Folha - Qual o poder de um cardeal hoje?
Fernando Altemeyer Junior - Primeiro tem uma referência simbólica de ser o responsável por uma igreja de Roma. Por isso ele chama cardeal, ele está nos pontos cardeais de Roma para ajudar o bispo de Roma [o papa] a governar, foi assim que nasceu isso. Isso é símbolo, mas é real. O dom Orani vai ganhar no sábado o título de uma das igrejas e vai virar o mandachuva daquela igreja, embora nunca vá lá. Ele só reza uma missa quando vai a Roma.
Do ponto de vista institucional, o cardeal é um dos participantes do Conclave e do consistórios, que são reuniões dos cardeais com o Papa vivo para tratar de temas. E em terceiro lugar, em geral o Papa designa o cardeal para participar ao menos uma das prefeituras ou dicastéreos romanos, as organizações que cuidam da igreja mundial. Alguns ficam lá em Roma, viram prefeito, ficam sem diocese. E outros, como o dom Orani, que já é arcebispo de uma diocese gigante, vai de vez quando para lá para participar de uma das comissões a que foi nomeado.

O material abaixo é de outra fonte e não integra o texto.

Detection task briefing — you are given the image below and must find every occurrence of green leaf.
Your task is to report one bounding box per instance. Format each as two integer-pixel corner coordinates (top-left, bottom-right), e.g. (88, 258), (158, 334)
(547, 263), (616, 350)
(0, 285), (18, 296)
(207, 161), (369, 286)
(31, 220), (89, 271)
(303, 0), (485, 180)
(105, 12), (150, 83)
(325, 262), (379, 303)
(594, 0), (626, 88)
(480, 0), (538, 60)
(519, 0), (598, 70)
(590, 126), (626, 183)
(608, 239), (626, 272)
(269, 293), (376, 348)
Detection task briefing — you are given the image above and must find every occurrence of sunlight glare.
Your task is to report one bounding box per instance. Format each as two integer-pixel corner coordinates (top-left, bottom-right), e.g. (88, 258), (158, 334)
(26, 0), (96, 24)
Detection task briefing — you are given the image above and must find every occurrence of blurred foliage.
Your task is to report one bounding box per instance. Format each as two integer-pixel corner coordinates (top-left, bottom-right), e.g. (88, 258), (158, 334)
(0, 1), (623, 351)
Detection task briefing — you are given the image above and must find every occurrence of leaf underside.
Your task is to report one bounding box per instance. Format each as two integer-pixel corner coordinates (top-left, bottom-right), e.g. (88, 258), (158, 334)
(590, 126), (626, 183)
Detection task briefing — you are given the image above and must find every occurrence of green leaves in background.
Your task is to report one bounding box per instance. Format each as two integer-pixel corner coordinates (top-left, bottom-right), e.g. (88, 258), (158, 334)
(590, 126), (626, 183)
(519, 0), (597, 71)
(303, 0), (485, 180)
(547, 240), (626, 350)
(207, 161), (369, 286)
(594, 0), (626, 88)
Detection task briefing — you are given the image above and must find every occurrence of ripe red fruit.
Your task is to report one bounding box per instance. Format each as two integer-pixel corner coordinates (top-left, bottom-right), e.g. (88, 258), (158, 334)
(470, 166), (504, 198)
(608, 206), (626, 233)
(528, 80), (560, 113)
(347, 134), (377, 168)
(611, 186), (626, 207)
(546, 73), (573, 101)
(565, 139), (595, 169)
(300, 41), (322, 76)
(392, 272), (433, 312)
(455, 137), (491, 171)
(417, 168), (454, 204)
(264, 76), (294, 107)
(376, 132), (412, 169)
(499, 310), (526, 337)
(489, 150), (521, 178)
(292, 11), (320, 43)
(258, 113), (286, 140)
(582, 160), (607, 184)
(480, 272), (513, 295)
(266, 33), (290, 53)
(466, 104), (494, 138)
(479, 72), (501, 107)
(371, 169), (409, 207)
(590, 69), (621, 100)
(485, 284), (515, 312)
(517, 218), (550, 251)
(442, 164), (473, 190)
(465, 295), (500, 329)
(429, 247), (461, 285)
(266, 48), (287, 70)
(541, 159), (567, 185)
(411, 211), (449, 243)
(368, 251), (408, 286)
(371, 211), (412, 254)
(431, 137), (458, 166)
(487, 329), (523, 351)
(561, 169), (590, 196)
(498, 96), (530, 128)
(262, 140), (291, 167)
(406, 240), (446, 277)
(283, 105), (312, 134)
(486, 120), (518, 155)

Os novos cardeais já devem ser indicados para essas comissões?
Todos esses 16 novos cardeais, é possível que o Francisco já designe para cada um deles ser colocados nas comissões. Talvez coloque dom Orani, e isso é um chute meu, naquele setor dos leigos que cuide dos jovens, porque ele organizou a Jornada [Mundial da Juventude].

A lista de novos cardeais tem muitos não europeus. Isso é uma tendência do papa Francisco?
Certamente. Ano que vem, quando ele fizer isso de novo, porque vai precisar trocar mais uns 15 cardeais que vão aposentar, ele vai colocar de novo outros 15 de todos os cantos do mundo e reduzir o tamanho da Europa, porque é desproporcional. Não é mais a geopolítica do catolicismo, o catolicismo não está mais na Europa com o peso que ela tem no colégio cardinalício, então o papa Francisco precisa reagrupar isso. Como ele veio do fim do mundo, ele vai levar gente do fim do mundo. Por exemplo, da Costa do Marfim, um bispo negro que foi feito cardeal e que esteve aqui em São Paulo visitando moradores de rua. O Jean-Pierre Kutwa não é da capital marfinense, isso já é um sinal.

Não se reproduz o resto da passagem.